Joseph Myers <jos...@codesourcery.com> wrote:

> None of these are valid constant expressions as defined by the standard 
> (constant expressions cannot involve evaluated function calls).

That's why I ask specifically why GCC bugs on log(log(...)), but not on
log(sqrt(...) ...)!

GCC also accepts following initializers and places these constants in the
    .rodata section, i.e. it evaluates the functions during compile time:

const double pi = acos(-1.0);
const double pi_by_2 = acos(0.0);
const double pi_by_two = asin(1.0);
const double log_pi = log(acos(-1.0));
const double log_pi_by_2 = log(acos(0.0));
const double log_pi_by_two = log(asin(1.0));
const double sqrt_sqrt_2 = sqrt(sqrt(2.0));

Again: what's SOOO special about log(log(<constant expression>))? 
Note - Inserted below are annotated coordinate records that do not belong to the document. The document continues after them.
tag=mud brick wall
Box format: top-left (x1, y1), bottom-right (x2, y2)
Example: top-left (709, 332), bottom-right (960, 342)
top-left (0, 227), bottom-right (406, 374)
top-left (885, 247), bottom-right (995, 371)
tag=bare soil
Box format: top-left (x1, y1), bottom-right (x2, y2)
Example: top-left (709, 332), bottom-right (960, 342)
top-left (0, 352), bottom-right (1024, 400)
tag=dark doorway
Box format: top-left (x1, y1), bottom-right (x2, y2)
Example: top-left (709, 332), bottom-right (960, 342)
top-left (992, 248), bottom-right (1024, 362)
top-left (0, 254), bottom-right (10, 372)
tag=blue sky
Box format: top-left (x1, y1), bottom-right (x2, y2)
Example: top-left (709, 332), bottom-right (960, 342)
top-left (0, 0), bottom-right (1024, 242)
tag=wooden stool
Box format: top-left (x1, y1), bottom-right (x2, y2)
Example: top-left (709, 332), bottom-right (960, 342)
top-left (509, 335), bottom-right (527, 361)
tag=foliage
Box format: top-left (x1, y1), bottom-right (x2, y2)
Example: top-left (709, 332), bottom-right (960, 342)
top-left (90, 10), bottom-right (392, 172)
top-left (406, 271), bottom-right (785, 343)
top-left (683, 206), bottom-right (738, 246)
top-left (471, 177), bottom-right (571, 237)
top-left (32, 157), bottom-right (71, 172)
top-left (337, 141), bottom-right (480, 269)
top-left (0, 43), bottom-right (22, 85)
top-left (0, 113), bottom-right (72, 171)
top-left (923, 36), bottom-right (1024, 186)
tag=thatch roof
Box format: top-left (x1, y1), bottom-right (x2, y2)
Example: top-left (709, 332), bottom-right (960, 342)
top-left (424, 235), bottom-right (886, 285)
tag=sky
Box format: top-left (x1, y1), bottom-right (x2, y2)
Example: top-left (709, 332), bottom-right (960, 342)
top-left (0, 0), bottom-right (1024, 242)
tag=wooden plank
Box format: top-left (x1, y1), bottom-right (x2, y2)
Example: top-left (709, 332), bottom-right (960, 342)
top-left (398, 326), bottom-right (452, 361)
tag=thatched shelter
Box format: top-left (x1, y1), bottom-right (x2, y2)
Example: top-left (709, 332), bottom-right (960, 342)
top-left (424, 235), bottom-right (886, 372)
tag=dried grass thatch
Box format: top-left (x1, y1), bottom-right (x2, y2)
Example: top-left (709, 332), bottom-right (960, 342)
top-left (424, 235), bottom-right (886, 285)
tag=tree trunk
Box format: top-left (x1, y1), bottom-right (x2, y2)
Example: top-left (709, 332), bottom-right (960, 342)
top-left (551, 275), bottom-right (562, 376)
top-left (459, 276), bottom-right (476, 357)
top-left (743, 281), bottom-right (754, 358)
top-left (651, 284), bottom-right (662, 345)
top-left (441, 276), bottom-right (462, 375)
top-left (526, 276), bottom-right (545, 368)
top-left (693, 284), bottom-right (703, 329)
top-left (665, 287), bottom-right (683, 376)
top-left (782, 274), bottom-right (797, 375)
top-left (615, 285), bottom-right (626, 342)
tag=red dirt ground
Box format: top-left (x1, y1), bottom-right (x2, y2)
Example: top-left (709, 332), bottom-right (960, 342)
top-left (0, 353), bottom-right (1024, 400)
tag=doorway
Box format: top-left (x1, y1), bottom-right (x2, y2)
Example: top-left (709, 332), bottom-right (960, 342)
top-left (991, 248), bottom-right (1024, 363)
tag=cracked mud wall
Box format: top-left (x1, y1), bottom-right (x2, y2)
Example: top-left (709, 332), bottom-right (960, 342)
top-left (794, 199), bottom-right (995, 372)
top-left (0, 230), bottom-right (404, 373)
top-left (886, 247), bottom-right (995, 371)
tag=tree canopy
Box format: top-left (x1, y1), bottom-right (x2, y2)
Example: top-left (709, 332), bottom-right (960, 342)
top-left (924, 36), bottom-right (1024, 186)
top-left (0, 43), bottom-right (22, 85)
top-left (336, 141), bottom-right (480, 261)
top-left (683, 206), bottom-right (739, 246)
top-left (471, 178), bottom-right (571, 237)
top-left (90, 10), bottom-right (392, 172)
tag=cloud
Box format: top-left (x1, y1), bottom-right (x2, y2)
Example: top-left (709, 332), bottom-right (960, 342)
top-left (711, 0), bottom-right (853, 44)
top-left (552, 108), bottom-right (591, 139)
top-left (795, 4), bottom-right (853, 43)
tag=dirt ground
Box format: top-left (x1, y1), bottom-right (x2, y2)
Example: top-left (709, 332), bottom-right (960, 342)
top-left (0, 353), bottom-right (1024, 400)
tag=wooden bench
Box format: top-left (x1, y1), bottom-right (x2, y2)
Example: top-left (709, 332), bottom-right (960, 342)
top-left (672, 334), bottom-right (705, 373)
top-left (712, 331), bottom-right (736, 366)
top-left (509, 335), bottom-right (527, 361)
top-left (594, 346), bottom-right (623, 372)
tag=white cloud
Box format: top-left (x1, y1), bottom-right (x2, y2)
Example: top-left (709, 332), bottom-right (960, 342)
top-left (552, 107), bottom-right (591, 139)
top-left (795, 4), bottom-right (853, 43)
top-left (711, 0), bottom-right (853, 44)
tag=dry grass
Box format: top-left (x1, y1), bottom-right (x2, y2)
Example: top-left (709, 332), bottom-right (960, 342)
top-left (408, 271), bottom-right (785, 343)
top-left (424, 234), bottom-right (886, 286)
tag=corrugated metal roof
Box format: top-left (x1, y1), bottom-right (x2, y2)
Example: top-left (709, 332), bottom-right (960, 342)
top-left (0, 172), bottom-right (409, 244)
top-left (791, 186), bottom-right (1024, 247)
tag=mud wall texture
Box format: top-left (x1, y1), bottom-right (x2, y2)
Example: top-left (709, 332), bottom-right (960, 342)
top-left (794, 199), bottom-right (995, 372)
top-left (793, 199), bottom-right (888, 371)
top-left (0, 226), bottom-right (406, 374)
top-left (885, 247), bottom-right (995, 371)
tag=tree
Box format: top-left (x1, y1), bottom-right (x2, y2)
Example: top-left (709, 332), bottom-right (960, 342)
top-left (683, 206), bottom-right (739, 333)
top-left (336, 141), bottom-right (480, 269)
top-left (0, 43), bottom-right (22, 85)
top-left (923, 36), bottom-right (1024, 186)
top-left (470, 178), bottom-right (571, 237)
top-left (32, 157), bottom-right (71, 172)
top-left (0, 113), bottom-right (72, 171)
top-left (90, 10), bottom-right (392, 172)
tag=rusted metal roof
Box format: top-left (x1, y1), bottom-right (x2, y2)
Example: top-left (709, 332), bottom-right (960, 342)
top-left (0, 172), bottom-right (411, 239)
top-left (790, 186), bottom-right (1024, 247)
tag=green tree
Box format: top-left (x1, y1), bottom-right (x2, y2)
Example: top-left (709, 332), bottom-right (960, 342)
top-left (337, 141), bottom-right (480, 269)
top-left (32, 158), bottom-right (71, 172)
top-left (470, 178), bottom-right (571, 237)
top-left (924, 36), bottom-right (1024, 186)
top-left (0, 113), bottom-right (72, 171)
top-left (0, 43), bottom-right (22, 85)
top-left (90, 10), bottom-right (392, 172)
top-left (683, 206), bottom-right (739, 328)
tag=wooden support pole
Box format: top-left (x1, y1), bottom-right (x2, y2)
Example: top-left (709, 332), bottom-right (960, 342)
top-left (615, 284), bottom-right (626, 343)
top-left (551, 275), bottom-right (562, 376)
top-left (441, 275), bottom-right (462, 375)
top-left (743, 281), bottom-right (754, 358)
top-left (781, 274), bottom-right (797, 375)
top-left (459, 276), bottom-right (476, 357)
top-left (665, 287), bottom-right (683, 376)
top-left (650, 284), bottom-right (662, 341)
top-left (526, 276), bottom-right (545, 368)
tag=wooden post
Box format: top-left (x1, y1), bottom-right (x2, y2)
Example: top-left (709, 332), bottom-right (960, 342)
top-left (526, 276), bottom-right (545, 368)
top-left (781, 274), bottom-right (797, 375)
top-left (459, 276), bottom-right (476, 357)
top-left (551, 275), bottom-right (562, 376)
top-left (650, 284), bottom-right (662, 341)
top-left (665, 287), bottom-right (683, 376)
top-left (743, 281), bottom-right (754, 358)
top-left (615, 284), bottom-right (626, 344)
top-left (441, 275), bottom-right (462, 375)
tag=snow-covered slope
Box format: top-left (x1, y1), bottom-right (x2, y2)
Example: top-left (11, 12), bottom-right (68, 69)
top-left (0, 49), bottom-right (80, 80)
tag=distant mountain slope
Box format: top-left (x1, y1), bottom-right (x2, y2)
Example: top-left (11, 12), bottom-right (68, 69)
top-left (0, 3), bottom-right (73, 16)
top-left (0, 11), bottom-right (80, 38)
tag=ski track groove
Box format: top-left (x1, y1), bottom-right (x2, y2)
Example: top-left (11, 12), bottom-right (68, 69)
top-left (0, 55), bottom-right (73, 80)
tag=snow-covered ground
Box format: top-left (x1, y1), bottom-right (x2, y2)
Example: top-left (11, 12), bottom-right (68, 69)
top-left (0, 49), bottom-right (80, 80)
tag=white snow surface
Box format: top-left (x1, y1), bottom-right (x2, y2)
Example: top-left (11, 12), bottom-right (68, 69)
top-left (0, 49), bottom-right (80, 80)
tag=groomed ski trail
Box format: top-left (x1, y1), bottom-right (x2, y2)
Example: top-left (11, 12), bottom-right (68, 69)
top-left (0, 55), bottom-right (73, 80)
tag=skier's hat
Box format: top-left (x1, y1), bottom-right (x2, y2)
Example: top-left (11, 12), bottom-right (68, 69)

> Some might be accepted as an extension, but I expect that since the 
> optimization for constant arguments is intended for valid calls that
> would otherwise be executed at runtime, not for static initializers,
> it's avoiding optimizations that would result in the loss of floating-
> point exception flag raising.

That's no valid excuse: by the standard, the compiler is free to execute
static initializers during runtime, before calling the main() routine.

JFTR: doing so would but inhibit the placement of such constants in the
      read-only data section ... what is also allowed by the standard.